This container image contains the complete source of the version of Caffe2 in /opt/caffe2. It is pre-built and installed into the /opt/caffe2/[binaries,lib] directories in the container image. The container also includes the following:

Ubuntu 16.04

Note:

Note: Container image 18.03-py2 contains Python 2.7; 18.03-py3 contains Python 3.5.
NVIDIA CUDA 9.0.176 (see Errata section and 2.1) including CUDA^® Basic Linear Algebra Subroutines library™ (cuBLAS) 9.0.333 (see section 2.3.1)
NVIDIA CUDA^® Deep Neural Network library™ (cuDNN) 7.1.1
NCCL 2.1.2 (optimized for NVLink™ )
OpenMPI™ 1.10.3

Driver Requirements

Release 18.03 is based on CUDA 9, which requires NVIDIA Driver release 384.xx.

Key Features and Enhancements

This Caffe2 release includes the following key features and enhancements.

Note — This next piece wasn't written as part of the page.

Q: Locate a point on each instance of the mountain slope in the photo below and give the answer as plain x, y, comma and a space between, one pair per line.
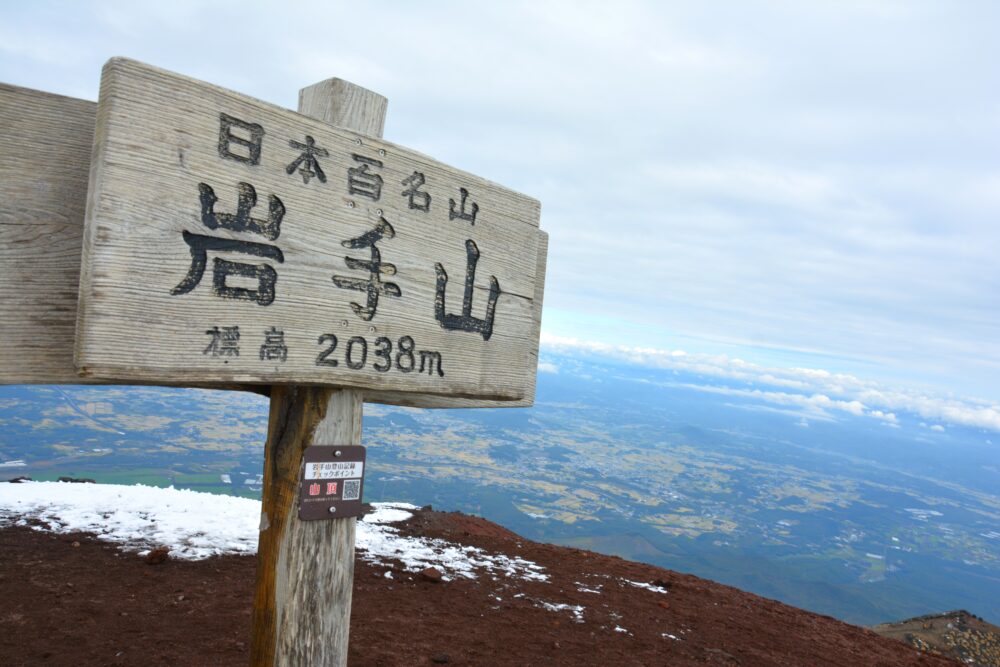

Caffe2 container image version 18.03 is based on Caffe2 0.8.1.
When using ImageNet training scripts in nvidia-examples on multiple GPUs, the printed metrics in the log for weak scaling was wrong. Also, the number of epochs the model is trained for was wrong. Both of these issues are fixed in the this release.
Gradient clipping used to be done by executing a series of small operators that compute a ratio by which the learning rate gets scaled, which has the same effect as gradient clipping for SGD optimizers. However, that method is wrong with optimizers that use momentum or history such as AdaGrad and Adam. In this release, we added a new operator ClipByGlobalNorm that explicitly clips the gradient. This operator also supports mixed precision for inputs and outputs.
Caffe2 already supported cuDNN RNN, however that integration does not provide enough features and flexibility to use cuDNN RNN in seq2seq. We improved this integration and also enabled using cuDNN RNN in the seq2seq example in nvidia-examples.
Incorporated GitHub Caffe2 code as of February 16, 2018.
Latest version of cuBLAS 9.0.333
Latest version of cuDNN 7.1.1
Ubuntu 16.04 with February 2018 updates

Announcements

Starting with the next major version of CUDA release, we will no longer provide Python 2 containers and will only maintain Python 3 containers.

Known Issues

In nvidia-examples/seq2seq, there is a bug that causes training to skip one epoch in case of loading a snapshot. This bug will be fixed in 18.04.